En 1730, Franklin se casó con Deborah Read, una viuda joven, atractiva y encantadora. Lo malo es que la joven tenía un hermano crápula (Robert Read), jugador y pendenciero, que sobrevivía en un mar de deudas. Y cuando la situación económica de la pareja mejoró notablemente,?se les pegó como una lapa.
Deborah sentía veneración por su hermano, así que el científico tuvo que abrirle las puertas de su hogar. Así comenzó su infierno. Porque tres meses después, Robert seguía instalado en el domicilio conyugal. Por si eso fuera poco, Mr. Read frecuentaba los salones de juego de Washington y usaba el nombre de Franklin para conseguir crédito. Así, Benjamin se vio muy pronto dispensando cheques para cubrir las deudas de su cuñado.

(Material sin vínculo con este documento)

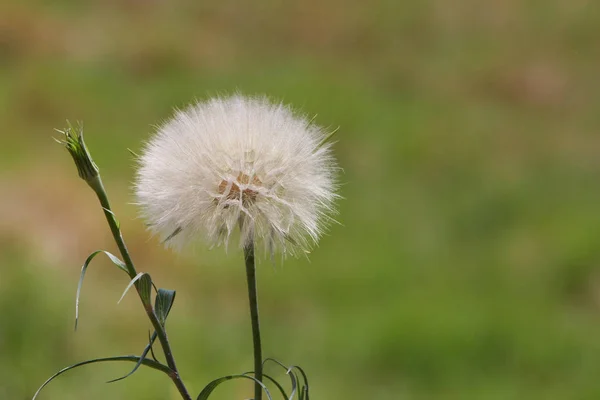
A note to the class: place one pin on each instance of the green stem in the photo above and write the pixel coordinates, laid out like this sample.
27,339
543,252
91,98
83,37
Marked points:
252,296
96,184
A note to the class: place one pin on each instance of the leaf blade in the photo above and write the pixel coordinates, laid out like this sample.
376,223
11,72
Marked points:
115,260
149,363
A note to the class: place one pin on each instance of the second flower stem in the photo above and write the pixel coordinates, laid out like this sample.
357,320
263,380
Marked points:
253,298
96,185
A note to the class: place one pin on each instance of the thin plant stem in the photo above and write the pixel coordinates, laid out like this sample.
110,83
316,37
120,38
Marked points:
253,298
96,185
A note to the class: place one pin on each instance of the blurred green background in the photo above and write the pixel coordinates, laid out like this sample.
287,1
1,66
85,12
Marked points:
467,262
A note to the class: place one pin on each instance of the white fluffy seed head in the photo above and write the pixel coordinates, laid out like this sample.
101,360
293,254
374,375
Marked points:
238,161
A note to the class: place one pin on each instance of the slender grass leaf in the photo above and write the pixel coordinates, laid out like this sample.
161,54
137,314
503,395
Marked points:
114,217
151,341
279,386
208,389
149,363
304,390
140,361
131,283
163,303
115,260
288,371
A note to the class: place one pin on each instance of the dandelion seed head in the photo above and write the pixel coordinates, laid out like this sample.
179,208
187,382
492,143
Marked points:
238,162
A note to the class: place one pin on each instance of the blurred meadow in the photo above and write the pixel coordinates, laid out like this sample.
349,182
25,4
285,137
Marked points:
467,261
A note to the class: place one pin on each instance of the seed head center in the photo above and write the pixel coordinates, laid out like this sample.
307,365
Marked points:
248,195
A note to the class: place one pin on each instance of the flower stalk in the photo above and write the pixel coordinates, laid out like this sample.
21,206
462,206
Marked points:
253,300
89,172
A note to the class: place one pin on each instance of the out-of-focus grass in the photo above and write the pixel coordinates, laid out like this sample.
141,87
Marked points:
467,262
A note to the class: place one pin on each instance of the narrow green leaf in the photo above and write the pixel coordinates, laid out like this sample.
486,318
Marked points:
113,216
140,361
279,386
304,390
131,283
289,371
120,264
208,389
149,363
163,303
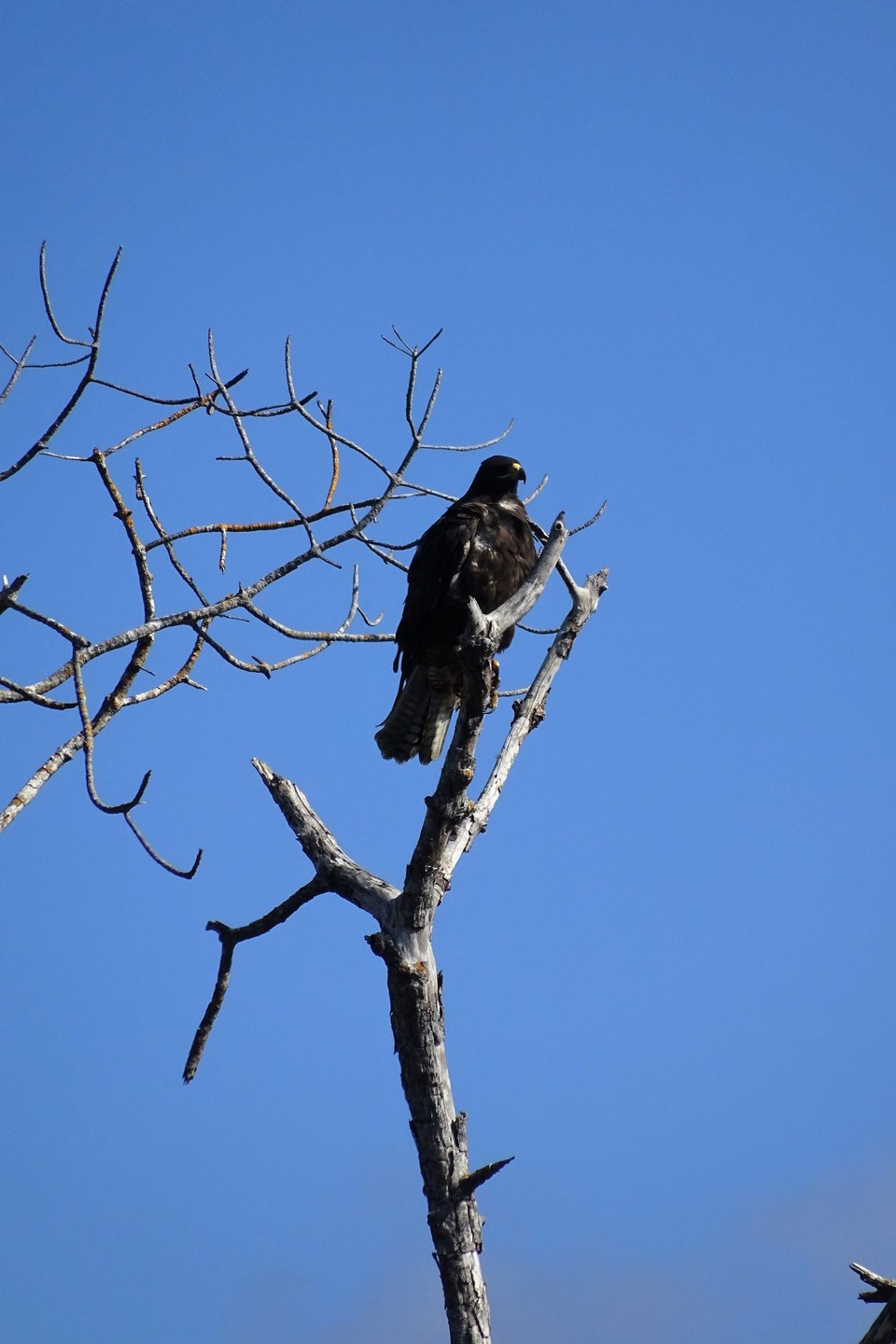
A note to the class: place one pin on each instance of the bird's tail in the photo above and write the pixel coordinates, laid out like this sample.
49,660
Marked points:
418,722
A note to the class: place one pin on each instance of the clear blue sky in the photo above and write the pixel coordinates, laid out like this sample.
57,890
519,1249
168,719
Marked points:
661,238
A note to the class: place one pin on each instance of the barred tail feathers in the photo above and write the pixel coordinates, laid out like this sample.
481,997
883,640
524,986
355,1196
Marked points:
418,722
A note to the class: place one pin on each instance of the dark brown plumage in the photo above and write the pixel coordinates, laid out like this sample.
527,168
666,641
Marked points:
481,547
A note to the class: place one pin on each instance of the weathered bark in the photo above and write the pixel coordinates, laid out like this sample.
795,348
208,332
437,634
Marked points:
404,937
440,1133
883,1291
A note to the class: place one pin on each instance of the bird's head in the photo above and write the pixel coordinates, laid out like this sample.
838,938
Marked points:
496,477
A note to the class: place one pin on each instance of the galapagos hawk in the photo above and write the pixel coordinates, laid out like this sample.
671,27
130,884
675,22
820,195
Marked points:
481,547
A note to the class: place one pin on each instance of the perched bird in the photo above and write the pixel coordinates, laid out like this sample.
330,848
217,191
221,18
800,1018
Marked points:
481,547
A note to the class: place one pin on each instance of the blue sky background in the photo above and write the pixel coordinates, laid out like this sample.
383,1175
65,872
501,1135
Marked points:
661,238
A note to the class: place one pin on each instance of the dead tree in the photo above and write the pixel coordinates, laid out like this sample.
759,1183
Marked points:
455,813
881,1291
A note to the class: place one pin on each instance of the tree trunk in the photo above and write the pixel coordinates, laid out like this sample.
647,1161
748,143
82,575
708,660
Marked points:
440,1133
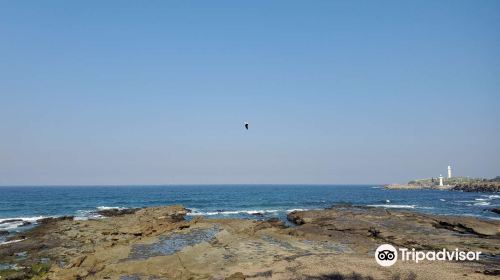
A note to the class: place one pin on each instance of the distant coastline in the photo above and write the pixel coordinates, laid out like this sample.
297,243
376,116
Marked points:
454,183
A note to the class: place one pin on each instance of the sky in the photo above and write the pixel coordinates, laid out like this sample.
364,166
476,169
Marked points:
336,92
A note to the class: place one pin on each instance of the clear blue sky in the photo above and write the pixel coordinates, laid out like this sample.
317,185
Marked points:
156,92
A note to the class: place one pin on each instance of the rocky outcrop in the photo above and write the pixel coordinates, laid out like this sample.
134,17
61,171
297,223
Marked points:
159,243
478,187
117,212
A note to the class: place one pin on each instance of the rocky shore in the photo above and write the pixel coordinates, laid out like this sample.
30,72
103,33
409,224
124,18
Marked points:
335,243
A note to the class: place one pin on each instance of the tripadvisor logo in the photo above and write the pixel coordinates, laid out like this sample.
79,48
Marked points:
387,255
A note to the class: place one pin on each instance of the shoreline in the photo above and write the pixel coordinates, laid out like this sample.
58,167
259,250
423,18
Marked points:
332,241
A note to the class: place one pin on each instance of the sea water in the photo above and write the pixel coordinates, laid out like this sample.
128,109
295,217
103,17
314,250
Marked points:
231,201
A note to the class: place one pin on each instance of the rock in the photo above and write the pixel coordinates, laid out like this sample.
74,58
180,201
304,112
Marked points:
236,276
117,212
157,243
478,187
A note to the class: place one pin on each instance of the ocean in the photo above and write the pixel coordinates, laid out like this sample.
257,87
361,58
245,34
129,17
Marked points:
228,201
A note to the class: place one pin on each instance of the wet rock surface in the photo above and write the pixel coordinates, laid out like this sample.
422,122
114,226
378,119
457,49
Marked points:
158,243
117,212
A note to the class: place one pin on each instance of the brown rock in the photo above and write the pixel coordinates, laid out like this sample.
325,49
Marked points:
236,276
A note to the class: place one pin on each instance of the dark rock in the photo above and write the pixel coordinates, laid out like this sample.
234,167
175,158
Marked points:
117,212
478,187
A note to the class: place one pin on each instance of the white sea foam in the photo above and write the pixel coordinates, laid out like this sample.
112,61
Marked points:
296,209
110,208
15,224
26,219
482,203
12,241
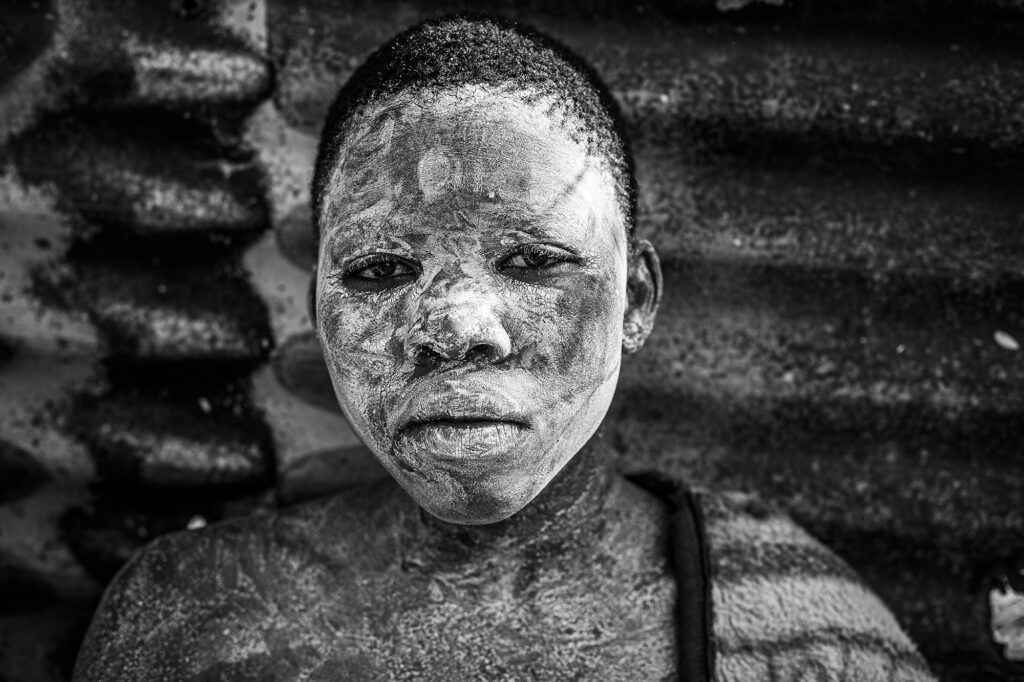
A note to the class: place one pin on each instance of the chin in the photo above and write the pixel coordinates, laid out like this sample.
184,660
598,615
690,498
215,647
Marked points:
477,507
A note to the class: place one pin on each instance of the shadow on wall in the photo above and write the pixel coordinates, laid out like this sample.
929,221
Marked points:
836,192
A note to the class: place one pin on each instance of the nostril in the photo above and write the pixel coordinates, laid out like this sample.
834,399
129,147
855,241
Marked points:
482,352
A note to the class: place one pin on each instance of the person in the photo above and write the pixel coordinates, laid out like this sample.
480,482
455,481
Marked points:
478,280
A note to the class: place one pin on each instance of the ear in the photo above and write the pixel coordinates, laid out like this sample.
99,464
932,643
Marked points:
311,299
643,292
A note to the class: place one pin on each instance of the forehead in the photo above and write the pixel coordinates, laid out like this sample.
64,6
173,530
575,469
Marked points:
468,147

Pero la situación se hizo insostenible cuando Robert Read sedujo a la mujer de un congresista amigo de Franklin. Así, se cuenta que un día el marido burlado visitó al inventor y le dijo: “El profundo respeto que siento por usted y su mujer es lo único que me impide darle su merecido a ese canalla”. Al oir aquello, Franklin puso su mano sobre el hombro de su amigo y le respondió: “Pues no nos respete tanto”. Aquella noche, cuando Robert Read regresaba de una partida, un grupo de sicarios le asaltó en la calle y le molió a palos amenazándole con hacerle algo peor si no abandonaba la ciudad.